Implementasi TAKE dilakukan melalui skema ADD, di mana pagu ADD ditentukan berdasarkan proporsionalitas dan kinerja pembangunan berkelanjutan desa. Kebijakan ini diterapkan melalui reformulasi distribusi ADD yang diatur dalam dua bentuk Perbup: (1) Perbup Pedoman ADD yang berlaku multi-tahun, dan (2) Perbup Pengalokasian ADD yang berlaku satu tahun anggaran. Kebijakan ini mencakup tujuan, mekanisme alokasi, penggunaan, pelaksanaan dan penatausahaan, serta monitoring dan evaluasi.

Tujuan TAKE dalam Skema ADD:

  • Meningkatkan kolaborasi dalam perlindungan lingkungan antara Pemerintah Kabupaten Banyuasin dan pemerintah desa.
  • Mendorong peningkatan kinerja desa dalam pengelolaan sumber daya alam secara berkelanjutan, sejalan dengan tujuan pembangunan desa dan kawasan perdesaan.
  • Mengintegrasikan isu ekologi dalam kebijakan dan pelaksanaan pembangunan desa yang sejalan dengan tujuan pembangunan daerah Kabupaten Banyuasin.

Berdasarkan UU No. 23 Tahun 2014 tentang Pemerintah Daerah dan Peraturan Pemerintah No. 6 Tahun 2014 tentang Desa, pemerintah daerah kabupaten/kota wajib mengalokasikan anggaran dalam APBD untuk pembangunan sarana dan prasarana lokal desa serta pemberdayaan masyarakat desa, dengan minimal alokasi ADD 10% dari Dana Alokasi Umum (DAU) ditambah Dana Bagi Hasil (DBH).
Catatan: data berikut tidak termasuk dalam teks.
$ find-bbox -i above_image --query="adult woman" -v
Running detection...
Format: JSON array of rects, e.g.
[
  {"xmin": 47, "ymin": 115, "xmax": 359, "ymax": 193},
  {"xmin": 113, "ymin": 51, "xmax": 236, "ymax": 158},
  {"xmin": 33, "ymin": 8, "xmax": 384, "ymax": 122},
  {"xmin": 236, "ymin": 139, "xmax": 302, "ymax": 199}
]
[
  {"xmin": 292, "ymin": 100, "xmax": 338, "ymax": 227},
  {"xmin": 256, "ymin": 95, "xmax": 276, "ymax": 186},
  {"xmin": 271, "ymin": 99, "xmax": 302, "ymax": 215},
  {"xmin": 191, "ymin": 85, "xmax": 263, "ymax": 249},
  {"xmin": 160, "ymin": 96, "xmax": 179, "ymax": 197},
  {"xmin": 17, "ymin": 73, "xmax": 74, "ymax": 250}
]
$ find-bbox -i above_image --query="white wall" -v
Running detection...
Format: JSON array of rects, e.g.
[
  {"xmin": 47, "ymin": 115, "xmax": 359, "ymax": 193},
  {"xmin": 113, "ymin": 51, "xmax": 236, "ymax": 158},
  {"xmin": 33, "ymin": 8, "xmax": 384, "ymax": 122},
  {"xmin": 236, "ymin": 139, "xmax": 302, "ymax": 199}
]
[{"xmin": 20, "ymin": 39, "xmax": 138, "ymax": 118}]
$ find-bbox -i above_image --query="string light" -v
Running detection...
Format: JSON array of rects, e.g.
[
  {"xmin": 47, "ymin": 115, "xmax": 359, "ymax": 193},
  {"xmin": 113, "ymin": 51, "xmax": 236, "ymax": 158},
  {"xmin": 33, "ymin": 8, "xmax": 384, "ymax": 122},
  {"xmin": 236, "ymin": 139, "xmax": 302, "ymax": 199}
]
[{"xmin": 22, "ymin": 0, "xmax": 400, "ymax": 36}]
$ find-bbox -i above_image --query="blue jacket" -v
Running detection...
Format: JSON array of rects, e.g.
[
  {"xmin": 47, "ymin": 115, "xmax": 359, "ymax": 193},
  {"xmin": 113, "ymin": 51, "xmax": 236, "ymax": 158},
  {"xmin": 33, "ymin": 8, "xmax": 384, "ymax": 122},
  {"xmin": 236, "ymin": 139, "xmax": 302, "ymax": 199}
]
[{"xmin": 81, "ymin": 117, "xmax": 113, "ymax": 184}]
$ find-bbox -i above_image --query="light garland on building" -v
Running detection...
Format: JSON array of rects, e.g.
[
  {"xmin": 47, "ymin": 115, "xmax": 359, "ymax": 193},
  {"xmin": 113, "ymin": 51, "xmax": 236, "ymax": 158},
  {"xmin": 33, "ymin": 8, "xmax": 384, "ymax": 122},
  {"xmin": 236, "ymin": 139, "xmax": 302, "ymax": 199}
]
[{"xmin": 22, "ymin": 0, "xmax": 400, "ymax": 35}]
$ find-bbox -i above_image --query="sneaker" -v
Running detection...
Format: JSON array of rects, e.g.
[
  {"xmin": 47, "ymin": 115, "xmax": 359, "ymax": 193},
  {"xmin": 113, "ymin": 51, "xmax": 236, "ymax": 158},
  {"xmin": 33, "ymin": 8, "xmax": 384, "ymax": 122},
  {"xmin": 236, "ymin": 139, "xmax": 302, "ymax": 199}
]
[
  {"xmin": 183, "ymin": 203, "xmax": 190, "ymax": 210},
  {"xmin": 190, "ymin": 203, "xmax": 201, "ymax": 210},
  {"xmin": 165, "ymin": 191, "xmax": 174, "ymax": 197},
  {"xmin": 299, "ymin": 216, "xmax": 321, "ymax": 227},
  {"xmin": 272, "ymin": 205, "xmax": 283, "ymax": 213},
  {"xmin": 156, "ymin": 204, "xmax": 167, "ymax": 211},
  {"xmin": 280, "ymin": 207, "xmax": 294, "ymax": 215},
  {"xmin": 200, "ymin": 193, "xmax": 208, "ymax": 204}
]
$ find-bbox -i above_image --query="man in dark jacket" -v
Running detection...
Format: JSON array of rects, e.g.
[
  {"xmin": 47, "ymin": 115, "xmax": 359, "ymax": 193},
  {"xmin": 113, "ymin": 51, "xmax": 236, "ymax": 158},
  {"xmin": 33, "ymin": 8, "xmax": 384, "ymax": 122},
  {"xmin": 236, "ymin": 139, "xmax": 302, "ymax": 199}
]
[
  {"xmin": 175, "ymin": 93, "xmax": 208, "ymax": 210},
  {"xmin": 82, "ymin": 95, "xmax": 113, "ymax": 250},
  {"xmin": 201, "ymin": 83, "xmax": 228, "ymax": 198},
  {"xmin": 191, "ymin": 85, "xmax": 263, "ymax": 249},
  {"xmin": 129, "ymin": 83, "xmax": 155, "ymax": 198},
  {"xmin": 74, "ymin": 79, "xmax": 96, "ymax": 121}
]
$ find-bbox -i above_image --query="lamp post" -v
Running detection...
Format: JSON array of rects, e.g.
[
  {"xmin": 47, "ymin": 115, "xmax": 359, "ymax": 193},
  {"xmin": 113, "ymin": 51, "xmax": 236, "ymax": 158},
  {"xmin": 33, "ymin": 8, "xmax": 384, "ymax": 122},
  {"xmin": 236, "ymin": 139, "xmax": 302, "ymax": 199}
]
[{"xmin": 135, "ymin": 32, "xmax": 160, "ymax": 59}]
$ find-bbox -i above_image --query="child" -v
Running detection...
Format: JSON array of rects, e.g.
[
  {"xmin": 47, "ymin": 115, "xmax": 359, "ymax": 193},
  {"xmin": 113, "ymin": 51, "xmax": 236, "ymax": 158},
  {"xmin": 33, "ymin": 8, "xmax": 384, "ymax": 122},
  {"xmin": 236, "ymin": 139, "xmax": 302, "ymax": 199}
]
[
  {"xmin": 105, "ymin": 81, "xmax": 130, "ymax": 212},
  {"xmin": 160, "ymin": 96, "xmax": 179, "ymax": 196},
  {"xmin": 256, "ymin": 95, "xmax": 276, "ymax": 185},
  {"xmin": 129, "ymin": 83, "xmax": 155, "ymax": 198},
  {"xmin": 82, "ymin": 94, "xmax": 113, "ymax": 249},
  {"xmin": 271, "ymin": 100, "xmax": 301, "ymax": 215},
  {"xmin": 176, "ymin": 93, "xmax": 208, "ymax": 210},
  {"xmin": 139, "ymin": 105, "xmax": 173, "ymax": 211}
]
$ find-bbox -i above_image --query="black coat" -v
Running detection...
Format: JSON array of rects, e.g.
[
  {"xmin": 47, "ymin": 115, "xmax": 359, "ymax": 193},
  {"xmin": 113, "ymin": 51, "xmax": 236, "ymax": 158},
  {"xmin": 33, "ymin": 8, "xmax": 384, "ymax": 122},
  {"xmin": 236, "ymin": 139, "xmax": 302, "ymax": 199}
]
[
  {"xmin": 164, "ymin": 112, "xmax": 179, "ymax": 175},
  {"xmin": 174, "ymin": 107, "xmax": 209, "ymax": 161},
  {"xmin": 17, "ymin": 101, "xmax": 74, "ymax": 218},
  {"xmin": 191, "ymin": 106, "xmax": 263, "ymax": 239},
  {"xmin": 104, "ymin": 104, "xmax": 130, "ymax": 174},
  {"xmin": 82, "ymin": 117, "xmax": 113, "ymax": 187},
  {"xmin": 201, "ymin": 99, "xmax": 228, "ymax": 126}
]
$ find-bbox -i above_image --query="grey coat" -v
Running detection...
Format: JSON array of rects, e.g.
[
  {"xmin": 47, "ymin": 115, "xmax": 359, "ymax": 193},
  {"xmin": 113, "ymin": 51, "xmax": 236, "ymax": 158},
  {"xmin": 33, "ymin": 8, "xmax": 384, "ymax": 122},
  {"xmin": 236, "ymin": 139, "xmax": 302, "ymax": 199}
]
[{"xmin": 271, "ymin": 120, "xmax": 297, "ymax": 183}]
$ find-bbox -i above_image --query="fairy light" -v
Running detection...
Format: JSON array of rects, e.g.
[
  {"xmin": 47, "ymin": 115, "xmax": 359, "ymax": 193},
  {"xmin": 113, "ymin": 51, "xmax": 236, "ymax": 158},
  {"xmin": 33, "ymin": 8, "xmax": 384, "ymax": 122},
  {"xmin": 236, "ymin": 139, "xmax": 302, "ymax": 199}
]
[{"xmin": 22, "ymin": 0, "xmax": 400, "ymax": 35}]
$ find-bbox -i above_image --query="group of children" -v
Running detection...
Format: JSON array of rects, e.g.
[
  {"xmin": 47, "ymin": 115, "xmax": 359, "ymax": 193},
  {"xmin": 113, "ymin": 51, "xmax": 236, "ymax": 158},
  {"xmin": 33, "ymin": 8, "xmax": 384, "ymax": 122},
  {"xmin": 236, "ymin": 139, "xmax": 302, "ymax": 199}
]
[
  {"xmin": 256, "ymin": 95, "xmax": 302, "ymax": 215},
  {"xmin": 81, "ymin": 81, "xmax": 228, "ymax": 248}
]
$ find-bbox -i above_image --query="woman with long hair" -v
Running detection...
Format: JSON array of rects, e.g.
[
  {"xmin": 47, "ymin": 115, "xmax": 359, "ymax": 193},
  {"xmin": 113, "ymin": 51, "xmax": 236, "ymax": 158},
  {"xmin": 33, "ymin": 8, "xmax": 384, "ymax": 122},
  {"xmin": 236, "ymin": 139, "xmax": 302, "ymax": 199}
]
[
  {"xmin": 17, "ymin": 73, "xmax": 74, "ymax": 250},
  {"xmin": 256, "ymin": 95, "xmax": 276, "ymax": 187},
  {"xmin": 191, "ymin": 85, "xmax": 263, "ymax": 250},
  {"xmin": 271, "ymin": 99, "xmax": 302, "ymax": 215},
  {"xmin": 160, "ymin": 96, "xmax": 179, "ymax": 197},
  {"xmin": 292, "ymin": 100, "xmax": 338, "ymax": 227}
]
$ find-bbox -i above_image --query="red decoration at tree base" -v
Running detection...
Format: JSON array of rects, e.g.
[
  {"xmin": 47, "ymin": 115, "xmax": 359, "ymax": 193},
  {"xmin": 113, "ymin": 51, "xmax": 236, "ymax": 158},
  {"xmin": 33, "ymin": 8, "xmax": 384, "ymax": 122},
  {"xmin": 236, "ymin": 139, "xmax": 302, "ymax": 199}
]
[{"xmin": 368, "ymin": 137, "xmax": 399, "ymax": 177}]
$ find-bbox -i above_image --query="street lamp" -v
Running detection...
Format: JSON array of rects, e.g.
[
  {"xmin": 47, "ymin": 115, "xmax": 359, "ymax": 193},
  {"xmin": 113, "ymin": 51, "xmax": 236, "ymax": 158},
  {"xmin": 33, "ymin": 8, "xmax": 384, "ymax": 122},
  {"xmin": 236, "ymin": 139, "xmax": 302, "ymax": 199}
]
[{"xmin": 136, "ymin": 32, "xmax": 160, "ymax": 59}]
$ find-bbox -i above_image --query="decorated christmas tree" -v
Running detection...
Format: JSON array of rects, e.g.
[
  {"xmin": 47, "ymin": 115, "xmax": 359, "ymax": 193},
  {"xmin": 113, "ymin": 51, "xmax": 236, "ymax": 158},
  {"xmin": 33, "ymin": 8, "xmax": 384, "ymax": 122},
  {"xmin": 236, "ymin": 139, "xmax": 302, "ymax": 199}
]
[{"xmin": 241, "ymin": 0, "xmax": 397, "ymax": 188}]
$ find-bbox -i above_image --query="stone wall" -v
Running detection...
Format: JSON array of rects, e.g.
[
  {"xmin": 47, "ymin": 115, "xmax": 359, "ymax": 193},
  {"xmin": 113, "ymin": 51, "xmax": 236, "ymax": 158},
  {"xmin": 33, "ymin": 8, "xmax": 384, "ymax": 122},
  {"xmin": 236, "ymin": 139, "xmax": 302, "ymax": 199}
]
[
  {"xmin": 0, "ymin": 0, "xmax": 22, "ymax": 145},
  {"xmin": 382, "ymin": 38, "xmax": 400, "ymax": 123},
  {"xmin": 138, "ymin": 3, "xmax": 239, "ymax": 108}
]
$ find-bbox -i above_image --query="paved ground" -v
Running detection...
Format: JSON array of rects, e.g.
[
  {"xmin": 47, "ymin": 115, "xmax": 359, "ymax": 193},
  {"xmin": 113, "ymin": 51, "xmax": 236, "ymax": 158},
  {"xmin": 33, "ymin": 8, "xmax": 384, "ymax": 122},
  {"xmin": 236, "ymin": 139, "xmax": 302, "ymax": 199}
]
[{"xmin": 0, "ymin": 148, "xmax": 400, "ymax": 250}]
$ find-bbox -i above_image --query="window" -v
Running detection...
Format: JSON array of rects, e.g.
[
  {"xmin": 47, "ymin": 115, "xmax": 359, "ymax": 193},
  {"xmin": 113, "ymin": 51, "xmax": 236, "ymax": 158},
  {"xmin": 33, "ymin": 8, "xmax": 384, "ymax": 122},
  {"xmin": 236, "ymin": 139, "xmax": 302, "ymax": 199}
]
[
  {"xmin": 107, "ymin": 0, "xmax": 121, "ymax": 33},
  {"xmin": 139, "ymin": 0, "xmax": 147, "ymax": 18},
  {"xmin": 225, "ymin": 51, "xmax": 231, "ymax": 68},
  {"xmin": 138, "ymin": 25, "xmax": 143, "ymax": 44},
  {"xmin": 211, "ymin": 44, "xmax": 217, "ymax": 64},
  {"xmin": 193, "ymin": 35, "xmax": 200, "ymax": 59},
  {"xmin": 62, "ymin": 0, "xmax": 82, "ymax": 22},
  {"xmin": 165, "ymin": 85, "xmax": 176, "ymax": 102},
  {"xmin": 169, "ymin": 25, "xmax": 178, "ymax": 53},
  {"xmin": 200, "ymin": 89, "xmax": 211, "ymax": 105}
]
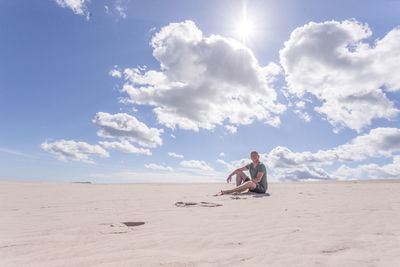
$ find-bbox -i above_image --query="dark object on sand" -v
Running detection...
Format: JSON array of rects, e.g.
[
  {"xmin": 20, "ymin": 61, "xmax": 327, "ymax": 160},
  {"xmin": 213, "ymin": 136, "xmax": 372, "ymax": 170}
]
[{"xmin": 123, "ymin": 222, "xmax": 144, "ymax": 227}]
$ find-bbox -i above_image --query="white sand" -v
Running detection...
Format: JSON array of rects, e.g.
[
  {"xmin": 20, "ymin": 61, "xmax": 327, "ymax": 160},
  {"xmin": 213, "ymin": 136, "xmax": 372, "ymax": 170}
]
[{"xmin": 0, "ymin": 180, "xmax": 400, "ymax": 267}]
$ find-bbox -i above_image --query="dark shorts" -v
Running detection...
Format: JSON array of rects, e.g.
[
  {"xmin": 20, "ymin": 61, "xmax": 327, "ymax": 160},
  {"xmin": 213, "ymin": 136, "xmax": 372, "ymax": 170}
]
[{"xmin": 244, "ymin": 177, "xmax": 267, "ymax": 194}]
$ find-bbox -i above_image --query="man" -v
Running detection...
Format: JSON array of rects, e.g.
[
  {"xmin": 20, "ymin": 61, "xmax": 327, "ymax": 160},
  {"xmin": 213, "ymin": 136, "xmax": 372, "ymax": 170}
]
[{"xmin": 221, "ymin": 151, "xmax": 268, "ymax": 195}]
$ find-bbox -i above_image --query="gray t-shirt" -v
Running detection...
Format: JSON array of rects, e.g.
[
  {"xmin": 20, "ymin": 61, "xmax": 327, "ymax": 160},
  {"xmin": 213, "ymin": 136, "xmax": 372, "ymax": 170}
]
[{"xmin": 246, "ymin": 162, "xmax": 268, "ymax": 189}]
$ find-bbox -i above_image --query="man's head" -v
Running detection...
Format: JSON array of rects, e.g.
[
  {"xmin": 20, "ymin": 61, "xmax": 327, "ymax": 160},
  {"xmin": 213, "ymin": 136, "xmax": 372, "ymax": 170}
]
[{"xmin": 250, "ymin": 151, "xmax": 260, "ymax": 163}]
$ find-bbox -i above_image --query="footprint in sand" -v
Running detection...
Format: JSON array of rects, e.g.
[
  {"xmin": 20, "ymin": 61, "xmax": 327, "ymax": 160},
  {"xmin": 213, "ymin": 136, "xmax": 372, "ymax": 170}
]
[{"xmin": 175, "ymin": 201, "xmax": 222, "ymax": 207}]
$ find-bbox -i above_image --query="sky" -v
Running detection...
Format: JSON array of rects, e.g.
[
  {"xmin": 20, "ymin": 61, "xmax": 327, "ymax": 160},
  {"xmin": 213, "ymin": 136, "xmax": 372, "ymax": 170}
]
[{"xmin": 0, "ymin": 0, "xmax": 400, "ymax": 183}]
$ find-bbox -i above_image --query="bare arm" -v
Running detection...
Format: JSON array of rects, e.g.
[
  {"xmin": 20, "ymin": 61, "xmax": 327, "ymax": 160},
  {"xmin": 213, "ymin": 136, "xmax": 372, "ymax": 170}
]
[
  {"xmin": 251, "ymin": 172, "xmax": 264, "ymax": 183},
  {"xmin": 226, "ymin": 166, "xmax": 247, "ymax": 183}
]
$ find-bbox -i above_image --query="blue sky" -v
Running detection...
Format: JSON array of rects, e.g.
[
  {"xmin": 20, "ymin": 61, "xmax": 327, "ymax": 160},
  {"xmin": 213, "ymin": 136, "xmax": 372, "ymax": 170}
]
[{"xmin": 0, "ymin": 0, "xmax": 400, "ymax": 182}]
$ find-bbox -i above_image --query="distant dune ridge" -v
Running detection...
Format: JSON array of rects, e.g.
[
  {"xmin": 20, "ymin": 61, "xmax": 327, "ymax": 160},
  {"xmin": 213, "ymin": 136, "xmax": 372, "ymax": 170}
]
[{"xmin": 0, "ymin": 180, "xmax": 400, "ymax": 267}]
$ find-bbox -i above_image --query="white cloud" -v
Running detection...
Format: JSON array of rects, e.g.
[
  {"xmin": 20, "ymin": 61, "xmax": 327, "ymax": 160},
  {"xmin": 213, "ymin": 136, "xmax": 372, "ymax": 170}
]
[
  {"xmin": 93, "ymin": 112, "xmax": 163, "ymax": 147},
  {"xmin": 216, "ymin": 128, "xmax": 400, "ymax": 181},
  {"xmin": 267, "ymin": 128, "xmax": 400, "ymax": 180},
  {"xmin": 109, "ymin": 69, "xmax": 122, "ymax": 78},
  {"xmin": 99, "ymin": 140, "xmax": 151, "ymax": 156},
  {"xmin": 56, "ymin": 0, "xmax": 90, "ymax": 20},
  {"xmin": 168, "ymin": 152, "xmax": 183, "ymax": 158},
  {"xmin": 280, "ymin": 20, "xmax": 400, "ymax": 132},
  {"xmin": 0, "ymin": 147, "xmax": 35, "ymax": 159},
  {"xmin": 334, "ymin": 155, "xmax": 400, "ymax": 180},
  {"xmin": 144, "ymin": 163, "xmax": 173, "ymax": 171},
  {"xmin": 179, "ymin": 160, "xmax": 213, "ymax": 171},
  {"xmin": 41, "ymin": 139, "xmax": 109, "ymax": 164},
  {"xmin": 224, "ymin": 125, "xmax": 237, "ymax": 134},
  {"xmin": 117, "ymin": 21, "xmax": 285, "ymax": 131}
]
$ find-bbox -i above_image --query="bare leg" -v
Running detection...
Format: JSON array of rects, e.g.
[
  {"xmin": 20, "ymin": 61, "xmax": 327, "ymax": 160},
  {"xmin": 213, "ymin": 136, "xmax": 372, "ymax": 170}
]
[
  {"xmin": 221, "ymin": 181, "xmax": 256, "ymax": 195},
  {"xmin": 236, "ymin": 171, "xmax": 246, "ymax": 186}
]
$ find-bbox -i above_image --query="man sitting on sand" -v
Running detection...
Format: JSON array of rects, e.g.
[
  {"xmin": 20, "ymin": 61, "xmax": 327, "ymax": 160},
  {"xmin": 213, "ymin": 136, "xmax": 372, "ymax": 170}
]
[{"xmin": 221, "ymin": 151, "xmax": 268, "ymax": 195}]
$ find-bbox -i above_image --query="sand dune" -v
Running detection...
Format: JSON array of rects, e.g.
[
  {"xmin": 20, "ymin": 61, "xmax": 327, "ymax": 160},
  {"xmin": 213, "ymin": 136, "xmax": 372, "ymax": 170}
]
[{"xmin": 0, "ymin": 180, "xmax": 400, "ymax": 267}]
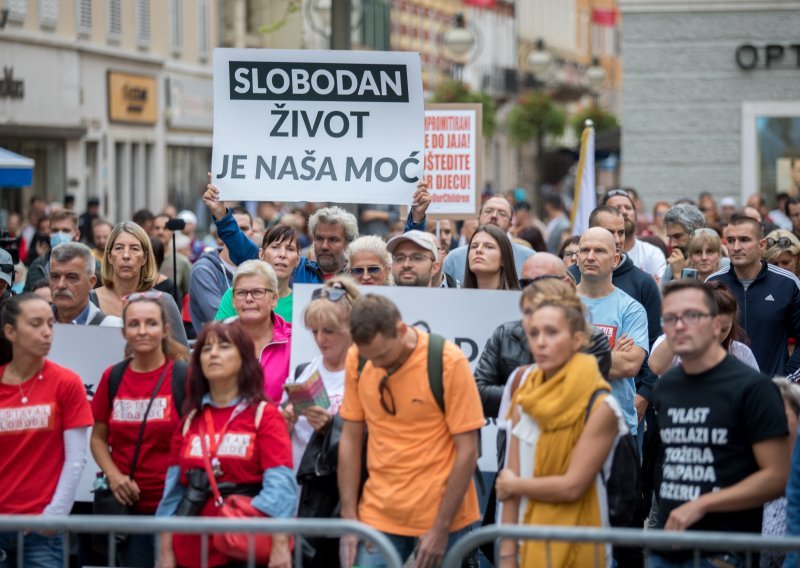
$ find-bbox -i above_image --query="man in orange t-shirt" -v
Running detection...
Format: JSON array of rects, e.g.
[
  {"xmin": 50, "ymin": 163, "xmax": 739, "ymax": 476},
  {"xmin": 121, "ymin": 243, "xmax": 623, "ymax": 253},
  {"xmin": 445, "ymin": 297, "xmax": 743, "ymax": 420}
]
[{"xmin": 339, "ymin": 294, "xmax": 484, "ymax": 568}]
Rekomendasi Implementasi TAKE melalui Reformulasi ADD:

  1. Menyepakati dan menyempurnakan kebijakan TAKE ADD sebagai diskursus kebijakan di tingkat pemerintah daerah dengan melibatkan pemangku kepentingan lintas OPD.
  2. Bappeda Banyuasin menjadi leading sector dalam menyelaraskan kinerja desa sesuai prioritas pembangunan daerah, bekerja sama dengan DPMD, BPKAD, DLH, dan OPD terkait.
  3. Menyusun regulasi yang mereformulasi kebijakan dalam regulasi sesuai kewenangan daerah.
  4. Mensosialisasikan kebijakan TAKE ADD Kinerja dalam ADD, termasuk penilaian kinerja dan reformulasi baru kebijakan ADD, kepada pemangku kepentingan desa.
  5. Menghimpun data sebagai dasar perhitungan pagu ADD (alokasi formula dan kinerja).
  6. Menyepakati pagu anggaran dan perhitungan ADD tahun anggaran 2025.